According to the office of the Director of Mental Health in its Annual Report 2012 seclusion is defined as ‘where a consumer is placed alone in a room or area, at any time and for any duration, from which they cannot freely exit’. Seclusion can only be used when its necessary for the care or treatment of a consumer or for the protection of other consumers. But many people feel the practice is used all too often, to the point where it’s perceived as a punishment. I have personally heard someone threatened with being ‘locked up’ if they don’t behave by a staff member.

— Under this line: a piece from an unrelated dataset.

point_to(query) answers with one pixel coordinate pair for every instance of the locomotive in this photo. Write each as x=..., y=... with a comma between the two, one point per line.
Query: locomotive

A typical scenario might be where someone is shouting or arguing with another consumer or smoking on the ward or refusing to accept instructions from a staff member. I know of cases where people have been secluded for holding hands, having sex, masturbating, disagreeing with staff or sitting to close to someone else. In my view none of these incidences needed seclusion. Action was required but solitary confinement was a step too far. The threat of seclusion often ramps up a situation, making it more volatile. When what’s needed is a calming, gentler approach to de-escalate the incident to the point where further intervention is not required. This is the ideal, but it maybe more time consuming, but still worth giving it a shot.
Why is seclusion bad.
As far as I can tell solitary confinement has no therapeutic benefit at all. In fact, the process of secluding someone can do more harm than good. Many people feel traumatise at being forcibly removed from a ward setting. It can trigger Post-Traumatic Stress events and people are often ‘drugged up’ as part of the process. Even the UN has described the practice as ‘cruel, inhuman, or degrading’. It is also an attack on the person. There are other reasons why solitary confinement should be ruled out of the equation. A person can become disorientated, losing a sense of time and place, they can feel abandoned and less trusting of the clinical team as well as feeling resentful.
According to the Office of the Director of Mental Health Annual Report 2011’Seclusion should be an uncommon event and should be used only when there is an imminent risk of danger to the individual or others and there is no other safe and effective alternative is possible.’
It’s good to know that District Health Board’s (DHB’s) are actively working to reduce seclusion, but their progress seems painfully slow, with only one DHB publicly setting a target to completely ban the practice. Tairawhiti has set 2020 as the target to abandon seclusion. Indeed, there is a measurable decline in the use of seclusion across the country and that is a good thing for mental health in New Zealand. It seems there is a desire for cultural organisational change inside DHB’s and it’s not before time.